Elle a le temps de penser à cela dans la voiture de cet homme. Elle le regarde du coin de l'œil : de taille moyenne et plutôt en surpoids, il sourit légèrement en pensant à la nuit qu'ils vont passer. Son visage rouge et les zigzags que fait la voiture laissent penser qu'il n'est plus sobre. Ses cheveux, gras et longs, sont attachés en une queue de cheval basse.

La voiture ralentit tout à coup et s'arrête devant un motel assez modeste : « le Anton ». La réceptionniste, une femme d'un certain âge, regarde intriguée le couple improbable formé par la jolie jeune fille et l'homme au physique ingrat.

- Combien de temps, monsieur ?

- La nuit seulement, parvient-il à articuler.

Ils montent au second en silence. L'homme ferme la porte derrière lui et se met à rire. D'un rire forcé, le rire d'un homme qui croit que tout lui est dû. Ce même rire qu'elle a entendu beaucoup trop de fois et qui pourtant lui donne encore envie de vomir.

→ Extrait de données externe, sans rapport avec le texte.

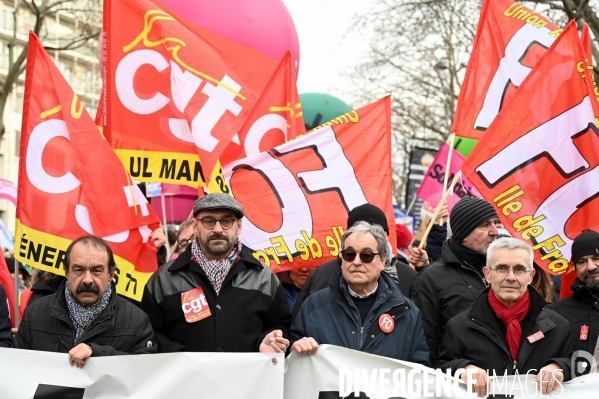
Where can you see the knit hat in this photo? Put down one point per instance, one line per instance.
(469, 213)
(367, 213)
(585, 244)
(404, 236)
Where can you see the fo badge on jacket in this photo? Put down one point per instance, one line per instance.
(194, 305)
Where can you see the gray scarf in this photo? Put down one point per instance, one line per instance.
(83, 318)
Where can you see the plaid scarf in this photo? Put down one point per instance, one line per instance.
(83, 318)
(216, 270)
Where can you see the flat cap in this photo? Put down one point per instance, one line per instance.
(217, 201)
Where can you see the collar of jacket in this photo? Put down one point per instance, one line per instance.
(583, 293)
(184, 260)
(60, 311)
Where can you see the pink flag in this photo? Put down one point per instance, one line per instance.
(431, 188)
(8, 191)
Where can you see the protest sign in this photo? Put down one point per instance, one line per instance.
(510, 39)
(297, 195)
(538, 162)
(71, 183)
(431, 189)
(43, 375)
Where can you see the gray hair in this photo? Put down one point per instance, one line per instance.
(377, 232)
(510, 243)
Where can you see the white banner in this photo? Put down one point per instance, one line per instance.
(331, 373)
(44, 375)
(335, 372)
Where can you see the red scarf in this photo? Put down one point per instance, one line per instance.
(512, 318)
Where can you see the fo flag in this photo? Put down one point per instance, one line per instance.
(431, 189)
(71, 183)
(173, 91)
(297, 196)
(510, 39)
(538, 163)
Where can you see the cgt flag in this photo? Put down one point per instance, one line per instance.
(510, 40)
(538, 163)
(173, 91)
(297, 195)
(431, 189)
(71, 183)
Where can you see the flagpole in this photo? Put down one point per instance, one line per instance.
(439, 206)
(168, 245)
(16, 280)
(448, 166)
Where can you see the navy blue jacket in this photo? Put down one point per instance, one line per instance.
(330, 317)
(5, 333)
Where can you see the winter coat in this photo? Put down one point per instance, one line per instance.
(320, 278)
(477, 336)
(447, 287)
(5, 323)
(330, 317)
(581, 309)
(120, 329)
(251, 304)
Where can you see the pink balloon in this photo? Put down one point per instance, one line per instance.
(264, 25)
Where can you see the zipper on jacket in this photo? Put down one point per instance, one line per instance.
(472, 268)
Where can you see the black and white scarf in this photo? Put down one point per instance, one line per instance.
(216, 270)
(83, 318)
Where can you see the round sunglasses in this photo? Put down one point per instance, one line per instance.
(349, 255)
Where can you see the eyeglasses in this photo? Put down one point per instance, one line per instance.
(518, 271)
(225, 223)
(349, 255)
(584, 261)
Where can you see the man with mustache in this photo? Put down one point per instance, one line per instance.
(216, 297)
(508, 330)
(86, 317)
(582, 308)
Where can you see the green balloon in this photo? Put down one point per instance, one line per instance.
(319, 108)
(463, 145)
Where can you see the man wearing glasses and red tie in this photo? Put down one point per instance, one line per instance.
(216, 297)
(363, 308)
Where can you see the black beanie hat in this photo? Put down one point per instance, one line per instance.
(586, 243)
(467, 214)
(367, 213)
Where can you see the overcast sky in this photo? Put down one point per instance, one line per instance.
(327, 46)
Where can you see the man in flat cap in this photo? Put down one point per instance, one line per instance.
(582, 308)
(216, 297)
(453, 283)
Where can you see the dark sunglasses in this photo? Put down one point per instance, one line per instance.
(349, 255)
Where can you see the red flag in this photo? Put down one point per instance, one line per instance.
(297, 195)
(68, 177)
(276, 118)
(510, 39)
(7, 281)
(538, 163)
(173, 91)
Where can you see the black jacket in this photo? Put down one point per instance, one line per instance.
(447, 287)
(120, 329)
(320, 278)
(250, 305)
(477, 336)
(331, 317)
(581, 309)
(5, 323)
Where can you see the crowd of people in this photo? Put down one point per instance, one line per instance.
(469, 300)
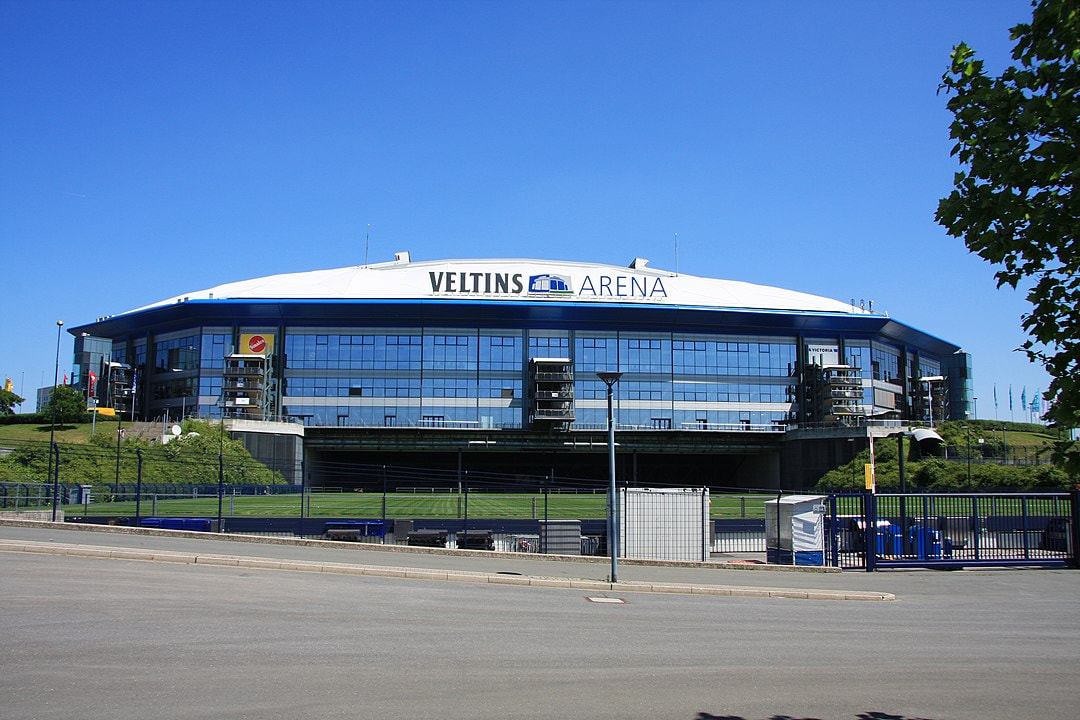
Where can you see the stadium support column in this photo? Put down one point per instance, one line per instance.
(610, 379)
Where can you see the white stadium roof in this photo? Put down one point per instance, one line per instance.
(516, 280)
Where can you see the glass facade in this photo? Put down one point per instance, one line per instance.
(478, 378)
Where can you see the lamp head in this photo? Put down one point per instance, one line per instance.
(609, 378)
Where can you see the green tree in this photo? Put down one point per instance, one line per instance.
(9, 401)
(69, 404)
(1013, 202)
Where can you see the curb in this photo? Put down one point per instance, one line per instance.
(305, 542)
(446, 575)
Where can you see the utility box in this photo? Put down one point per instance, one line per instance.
(794, 530)
(561, 537)
(664, 524)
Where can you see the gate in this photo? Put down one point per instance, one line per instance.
(871, 531)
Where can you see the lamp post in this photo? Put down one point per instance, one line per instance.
(52, 429)
(967, 432)
(609, 379)
(852, 463)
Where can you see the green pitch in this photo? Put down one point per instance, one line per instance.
(434, 505)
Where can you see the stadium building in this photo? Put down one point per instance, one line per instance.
(490, 365)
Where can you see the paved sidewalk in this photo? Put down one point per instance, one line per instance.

Il la frappe. Elle s'en doutait, ils font tous ça.

En plein milieu de la nuit, n'ayant plus la force ni de la battre ni de lui prendre la dignité qui lui reste, il dispose une liasse de billet sur la table de chevet et la laisse, seule et ensanglantée.

Quand elle entend la porte se refermer sur cet homme, elle ne peut retenir ses larmes : de soulagement, de tristesse, de colère... Elle se sent tellement sale, comme à chaque fois.

Elle entend frapper à la porte et voit la réceptionniste s'avancer dans la pièce puis se précipiter vers elle.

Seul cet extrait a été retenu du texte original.